Mais cela est-il perfectible? Peut-on faire mieux? Cette question s'est posée en regard notamment des grandes manifestations sportives footballistiques que nous vivons en voisins actuellement et auxquelles nous assisterons in vivo dans notre pays dans deux ans, et qui amènent une recrudescence de la prostitution et de la traite des femmes, notamment.

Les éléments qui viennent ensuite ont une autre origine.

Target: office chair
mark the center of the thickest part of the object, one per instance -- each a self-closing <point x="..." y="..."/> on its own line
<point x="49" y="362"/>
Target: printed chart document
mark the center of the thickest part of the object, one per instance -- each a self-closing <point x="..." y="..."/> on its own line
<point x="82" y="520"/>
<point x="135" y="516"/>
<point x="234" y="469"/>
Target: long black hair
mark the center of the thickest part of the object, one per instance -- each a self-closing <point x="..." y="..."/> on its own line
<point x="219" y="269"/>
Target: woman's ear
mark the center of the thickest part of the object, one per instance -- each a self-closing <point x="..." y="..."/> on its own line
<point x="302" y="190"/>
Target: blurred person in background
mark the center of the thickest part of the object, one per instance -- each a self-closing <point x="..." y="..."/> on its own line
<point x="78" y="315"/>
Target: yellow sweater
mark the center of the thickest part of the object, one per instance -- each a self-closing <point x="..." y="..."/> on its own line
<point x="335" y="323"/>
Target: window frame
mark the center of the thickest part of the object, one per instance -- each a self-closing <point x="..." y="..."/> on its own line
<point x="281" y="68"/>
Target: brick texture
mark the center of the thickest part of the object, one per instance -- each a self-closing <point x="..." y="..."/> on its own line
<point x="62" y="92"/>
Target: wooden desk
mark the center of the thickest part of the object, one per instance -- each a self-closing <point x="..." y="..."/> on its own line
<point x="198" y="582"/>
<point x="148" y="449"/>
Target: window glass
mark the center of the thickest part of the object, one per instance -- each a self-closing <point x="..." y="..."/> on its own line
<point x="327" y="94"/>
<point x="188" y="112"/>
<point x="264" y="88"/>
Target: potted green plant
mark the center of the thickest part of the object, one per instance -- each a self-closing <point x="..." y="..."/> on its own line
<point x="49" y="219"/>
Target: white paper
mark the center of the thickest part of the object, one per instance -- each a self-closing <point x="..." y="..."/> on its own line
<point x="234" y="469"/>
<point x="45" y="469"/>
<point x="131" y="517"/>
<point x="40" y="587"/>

C'est là le débat intérieur que l'on pourrait poser, mais qui ne doit en rien empêcher la signature de la convention et de ses protocoles. Rejeter les projets présentés aujourd'hui devant le Parlement serait contre-productif et ne mènerait à rien, en tout cas pas à une amélioration de la situation législative en Suisse.

C'est pourquoi, au nom de la commission, qui a pris sa décision à l'unanimité, je vous engage à suivre le Conseil fédéral, le Conseil des Etats et votre commission, et à voter le projet qui nous est présenté.